The sGTM is pretty likely on a lot of online marketing salvation lists. Because it promises solutions to the loss of data these groups have experienced over the last years. So what is beyond these promises, and are these promises at all?
What is sGTM:
Compared to the “normal” client-side GTM, this tag manager is deployed on a server. A server that you run. In the automatic setup, this will be an AppEngine Server in a Google Cloud Project. But sGTM comes as a Docker container so that you can run it everywhere you can run Docker containers (yes, also on a Raspberry Pi).
What are the real benefits:
– Control over privacy aspects – you can mask or remove personal data before you send it out to other destinations – this became famous in the whole Google Analytics discussions.
– Remove sensitive data from the frontend – do you have some interesting data in the frontend like Customer Lifetime, Margins, and Stock information, you need to send them to your analytics. With sGTM you can move the enrichment to the server and away from bots scanning them (yes, they do such things).
– clean up your clients – 300 tags, great idea. And also great at loading the GTM data and handling all these requests in a browser currently running on a low 4G connection. sGTM can move payload and requests away from shaky frontends.
What are just promises:
– You get more data – yeah, you might get a bit more data when you do the setup using your domain because some AdBlockers now might ignore you (as always a matter of time, since GA requests look like GA requests). And trust me, 5-10% more data often does not change the segments a lot for random analytics.

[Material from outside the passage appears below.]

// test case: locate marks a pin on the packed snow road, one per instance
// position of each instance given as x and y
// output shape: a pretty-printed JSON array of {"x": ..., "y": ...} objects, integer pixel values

– Consent does not apply to server-side > Yes, I heard that quite often already. Consent is a legal topic and is not bound to specific tech like a browser. Of course, consent applies to the server side (also to the data you collect at your summit booth).
What are the dangers:
– Moving tracking away from the frontend to the backend makes a lot more things invisible (Rick Dronkers covers this a lot in his podcast). So wild west again? For some people, yes. So this introduces more responsibilities to the people implementing it. And to anyone who likes to play rouge here (and ignore any consent) – things come out at some point. They always do.
So – Big question – Should we move to sGTM?
At some point, most likely. But make it a step-by-step process. Remember, you have to run a server. App Engine (the standard way) is pretty solid, but if something is not working, your tracking is still not working. And it’s on your end.